Research Activities
The Computer Engineering Group focuses on research acitivities in the area of test and diagnosis of nanoscale "systems-on-a-chip" (SoCs) as well as on fault tolerant design and the verification of fault tolerance properties. Nanoscale manufacturing processes are characterized by an increasing vulnerability to defects and by increasing parameter variations both among and inside chips. The "International Technology Roadmap for Semiconductors" expects that by 2019 feature sizes of 7 nm will be reached, and with current design stategies yields would go down to 20% or even 10%. Furthermore systems will become more susceptible to transient faults during system operation, and reliability will be an issue no longer restricted to safety critical systems.

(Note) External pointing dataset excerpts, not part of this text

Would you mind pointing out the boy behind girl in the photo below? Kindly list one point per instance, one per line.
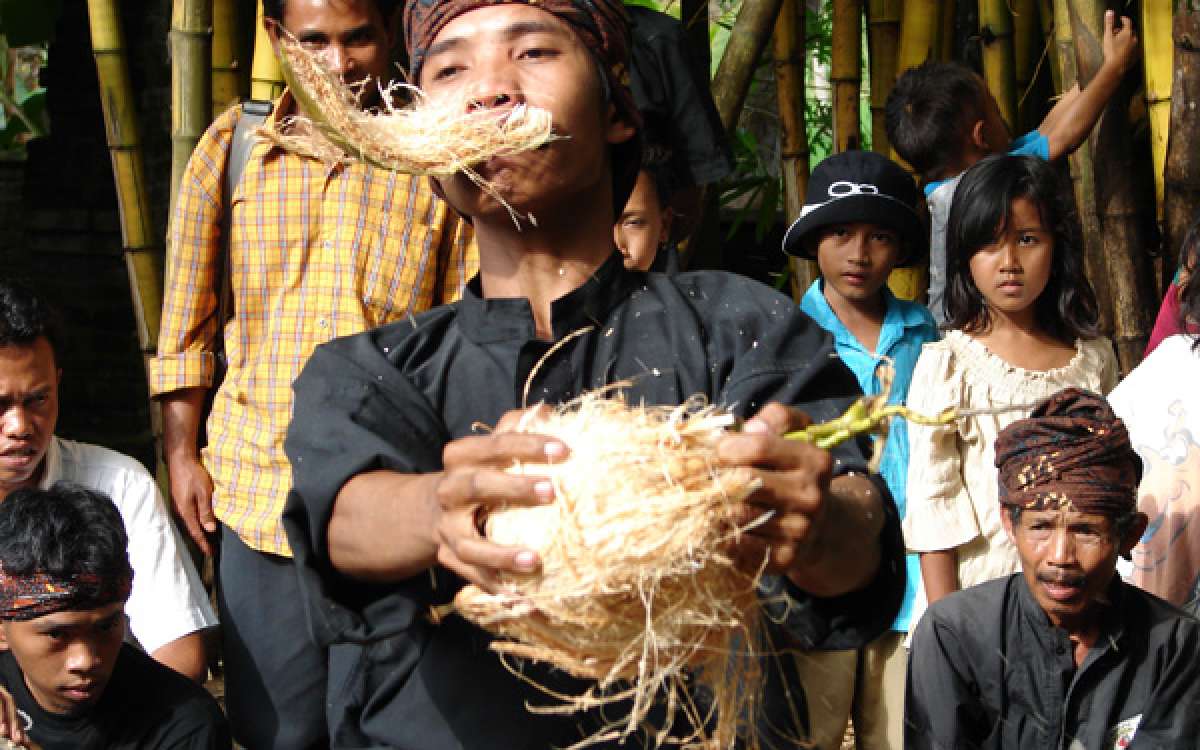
(941, 119)
(67, 681)
(859, 221)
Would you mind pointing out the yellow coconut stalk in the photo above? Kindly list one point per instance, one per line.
(636, 588)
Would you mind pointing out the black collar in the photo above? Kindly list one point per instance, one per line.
(486, 321)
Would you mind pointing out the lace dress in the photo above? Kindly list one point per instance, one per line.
(952, 469)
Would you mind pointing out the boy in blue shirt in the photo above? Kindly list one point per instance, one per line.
(941, 119)
(859, 221)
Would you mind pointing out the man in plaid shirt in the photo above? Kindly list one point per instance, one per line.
(316, 251)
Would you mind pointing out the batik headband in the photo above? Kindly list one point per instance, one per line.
(1072, 451)
(28, 597)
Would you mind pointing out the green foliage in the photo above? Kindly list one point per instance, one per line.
(25, 30)
(27, 23)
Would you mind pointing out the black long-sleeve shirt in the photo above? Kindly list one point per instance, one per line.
(989, 671)
(393, 399)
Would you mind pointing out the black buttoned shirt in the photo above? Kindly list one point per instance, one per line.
(393, 397)
(988, 670)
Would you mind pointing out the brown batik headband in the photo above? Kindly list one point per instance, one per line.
(1072, 451)
(36, 594)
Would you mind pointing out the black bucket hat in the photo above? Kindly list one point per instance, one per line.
(859, 186)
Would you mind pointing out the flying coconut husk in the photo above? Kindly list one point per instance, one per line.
(437, 137)
(637, 588)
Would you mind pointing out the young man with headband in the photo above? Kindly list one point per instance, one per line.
(390, 472)
(67, 679)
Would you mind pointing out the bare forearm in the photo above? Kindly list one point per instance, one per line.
(1065, 132)
(940, 574)
(382, 527)
(847, 555)
(181, 412)
(185, 655)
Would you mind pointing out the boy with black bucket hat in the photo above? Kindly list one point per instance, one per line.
(859, 221)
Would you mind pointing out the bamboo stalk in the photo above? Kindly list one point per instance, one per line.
(1027, 45)
(883, 46)
(748, 39)
(1182, 167)
(226, 55)
(1157, 60)
(789, 49)
(1083, 183)
(1045, 15)
(1126, 267)
(265, 78)
(191, 59)
(921, 34)
(846, 73)
(694, 16)
(143, 256)
(999, 69)
(945, 39)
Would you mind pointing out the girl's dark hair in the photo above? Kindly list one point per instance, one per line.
(64, 531)
(1189, 294)
(983, 201)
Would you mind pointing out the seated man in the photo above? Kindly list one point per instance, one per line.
(390, 473)
(168, 607)
(67, 681)
(1063, 654)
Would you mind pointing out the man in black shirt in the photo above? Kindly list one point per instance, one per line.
(390, 471)
(67, 681)
(1063, 654)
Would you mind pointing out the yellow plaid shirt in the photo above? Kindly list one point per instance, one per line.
(317, 252)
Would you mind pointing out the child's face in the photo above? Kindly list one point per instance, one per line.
(855, 261)
(643, 225)
(67, 657)
(1013, 270)
(502, 55)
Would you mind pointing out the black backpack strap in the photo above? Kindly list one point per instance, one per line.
(252, 117)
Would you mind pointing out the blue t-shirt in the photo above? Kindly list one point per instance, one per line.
(906, 328)
(939, 197)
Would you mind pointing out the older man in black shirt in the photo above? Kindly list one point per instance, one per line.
(1063, 654)
(390, 469)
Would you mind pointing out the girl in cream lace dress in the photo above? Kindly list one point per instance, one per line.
(1024, 327)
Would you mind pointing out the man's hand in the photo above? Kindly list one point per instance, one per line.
(1119, 43)
(191, 493)
(474, 483)
(823, 534)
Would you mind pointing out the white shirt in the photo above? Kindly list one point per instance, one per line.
(168, 600)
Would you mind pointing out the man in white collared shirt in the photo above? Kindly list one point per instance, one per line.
(168, 609)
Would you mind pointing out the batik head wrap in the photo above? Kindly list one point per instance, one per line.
(1072, 451)
(603, 25)
(36, 594)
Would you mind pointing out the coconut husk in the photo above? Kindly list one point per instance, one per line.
(637, 589)
(427, 137)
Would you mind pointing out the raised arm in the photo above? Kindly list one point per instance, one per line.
(1072, 119)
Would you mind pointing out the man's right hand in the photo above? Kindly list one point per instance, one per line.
(191, 493)
(474, 483)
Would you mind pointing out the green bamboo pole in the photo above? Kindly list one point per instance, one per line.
(1081, 177)
(143, 255)
(789, 52)
(1127, 267)
(846, 73)
(1027, 45)
(1182, 166)
(191, 81)
(265, 78)
(999, 69)
(226, 55)
(748, 39)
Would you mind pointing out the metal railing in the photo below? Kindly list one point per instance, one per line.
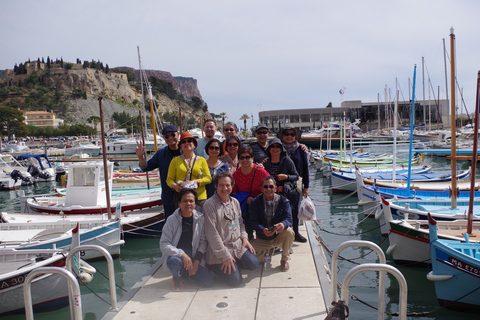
(73, 291)
(382, 267)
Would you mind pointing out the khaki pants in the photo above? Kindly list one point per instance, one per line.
(284, 240)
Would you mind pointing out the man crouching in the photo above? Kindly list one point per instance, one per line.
(271, 218)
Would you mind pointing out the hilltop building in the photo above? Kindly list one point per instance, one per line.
(41, 119)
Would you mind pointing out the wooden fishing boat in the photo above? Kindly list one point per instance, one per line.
(455, 271)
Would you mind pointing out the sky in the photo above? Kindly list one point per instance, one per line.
(249, 56)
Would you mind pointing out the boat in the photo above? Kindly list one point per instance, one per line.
(14, 146)
(116, 191)
(10, 181)
(82, 146)
(409, 237)
(455, 271)
(123, 179)
(87, 194)
(347, 181)
(24, 232)
(10, 165)
(126, 146)
(39, 166)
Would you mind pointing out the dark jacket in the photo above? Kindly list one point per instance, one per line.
(259, 152)
(161, 160)
(283, 213)
(300, 159)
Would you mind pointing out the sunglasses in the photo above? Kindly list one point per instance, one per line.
(171, 135)
(228, 218)
(186, 141)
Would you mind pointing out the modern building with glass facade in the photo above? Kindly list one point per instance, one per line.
(429, 112)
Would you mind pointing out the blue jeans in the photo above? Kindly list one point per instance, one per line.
(248, 261)
(203, 276)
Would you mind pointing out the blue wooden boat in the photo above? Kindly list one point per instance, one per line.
(456, 271)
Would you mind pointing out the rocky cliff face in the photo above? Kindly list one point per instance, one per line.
(118, 95)
(183, 85)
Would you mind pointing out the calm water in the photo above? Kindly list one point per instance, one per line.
(341, 220)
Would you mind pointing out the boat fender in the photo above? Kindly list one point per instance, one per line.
(438, 277)
(86, 277)
(339, 311)
(391, 248)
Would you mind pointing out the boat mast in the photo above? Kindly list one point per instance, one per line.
(446, 78)
(453, 123)
(141, 85)
(412, 127)
(474, 161)
(395, 125)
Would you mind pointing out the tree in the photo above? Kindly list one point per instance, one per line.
(11, 121)
(244, 117)
(197, 102)
(223, 116)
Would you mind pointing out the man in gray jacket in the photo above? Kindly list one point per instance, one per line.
(228, 245)
(183, 242)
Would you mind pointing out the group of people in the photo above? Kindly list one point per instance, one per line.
(228, 206)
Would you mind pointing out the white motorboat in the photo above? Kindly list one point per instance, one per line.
(27, 232)
(87, 194)
(82, 146)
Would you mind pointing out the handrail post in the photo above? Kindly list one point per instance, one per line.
(111, 271)
(73, 291)
(381, 281)
(382, 268)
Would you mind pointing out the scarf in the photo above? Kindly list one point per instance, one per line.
(291, 147)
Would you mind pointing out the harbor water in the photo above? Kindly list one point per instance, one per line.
(339, 219)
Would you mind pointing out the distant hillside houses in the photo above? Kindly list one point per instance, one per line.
(41, 119)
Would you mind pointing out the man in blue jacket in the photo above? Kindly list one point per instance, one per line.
(271, 218)
(161, 160)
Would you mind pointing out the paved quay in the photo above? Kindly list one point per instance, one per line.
(267, 293)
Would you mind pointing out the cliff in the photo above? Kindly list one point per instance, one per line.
(81, 88)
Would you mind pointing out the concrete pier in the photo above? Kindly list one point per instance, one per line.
(267, 293)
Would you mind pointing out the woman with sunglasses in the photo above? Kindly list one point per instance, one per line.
(232, 143)
(189, 170)
(215, 165)
(290, 137)
(230, 129)
(183, 243)
(280, 166)
(248, 184)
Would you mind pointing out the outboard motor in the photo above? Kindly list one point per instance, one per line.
(33, 171)
(44, 175)
(15, 175)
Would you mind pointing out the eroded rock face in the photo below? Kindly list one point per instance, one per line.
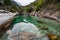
(25, 31)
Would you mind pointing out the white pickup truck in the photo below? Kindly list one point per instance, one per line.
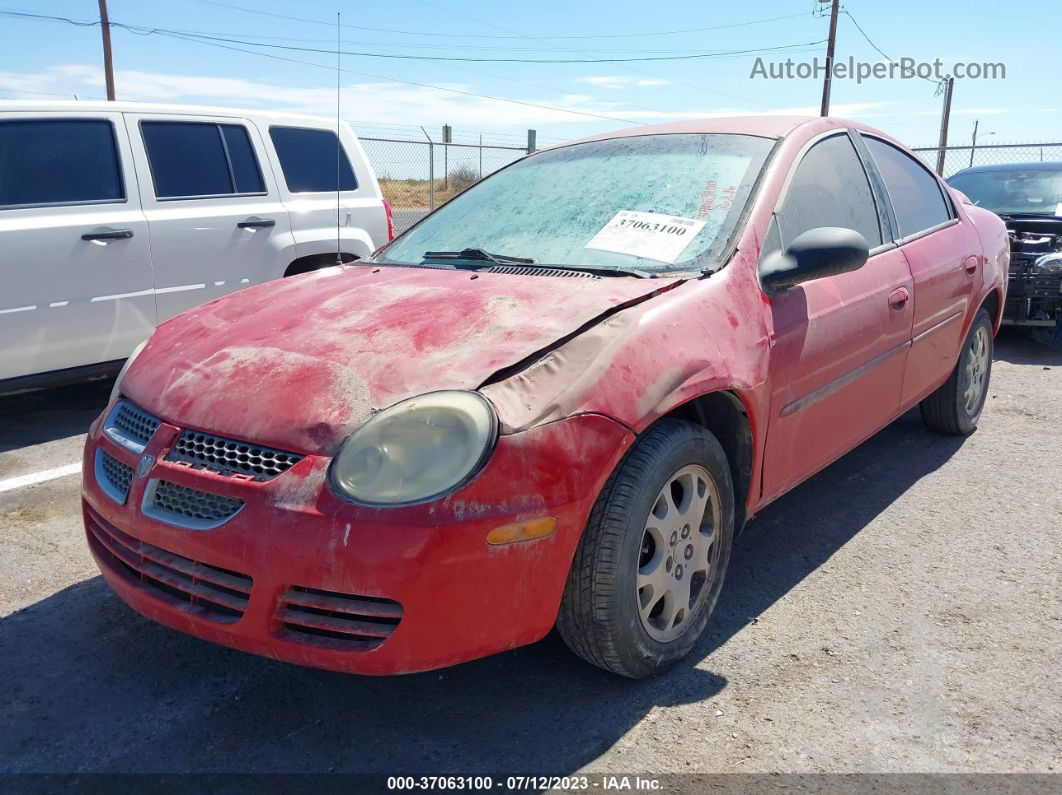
(117, 215)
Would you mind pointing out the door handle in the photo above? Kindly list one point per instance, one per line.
(114, 235)
(898, 298)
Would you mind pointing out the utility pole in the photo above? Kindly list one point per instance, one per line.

To overcome these problems, innovative diagnosis techniques are needed to support an early and efficient identification of manufacturing problems. Furthermore, a robust system design becomes mandatory to tolerate defects to a certain extent. However, this in turn renders testing into a challenging task.
Faster-than-at-speed Test
Although small delay defects do not change the circuit outputs, they may indicate potential early life failures. If they cannot be propagated along long paths, the test must be performed at a frequency higher than the intended nominal frequency. This may in turn lead to problems in response compaction and evaluation, as the results at the endpoints of longer paths may not yet have stabilized. The research activities in this area aim at optimal selection of test frequencies and at the development of appropriate techniques for response compaction.
[more]
Testing Robust Systems
For robust systems it is no longer sufficent to identify and sort out failing chips during manufacturing test, but a measure for the remaining robustness of the system is needed ("quality binning").
Diagnosis
Diagnosis plays an important role throughout the life cycle of a system. The research focus here is on embedded techniques supporting volume and in-field diagnosis. Furthermore, advanced diagnosis approaches are developed which do not only point to fault locations but also classify faults into permanent, transient, and intermittent faults. This is particularly important for robust architectures, where transient faults may be uncritical, but permanent and intermittent faults can lead to system failures.
Approximate Fault Tolerance
Approximate Computing exploits the application specific fault tolerance for design optimization. To protect approximate designs against arbitrary faults, specific fault tolerance measures must be applied. While approximate computing and fault tolerance have been considered as orthogonal approaches so far, the work here focuses on a unified strategy for "approximate fault tolerance".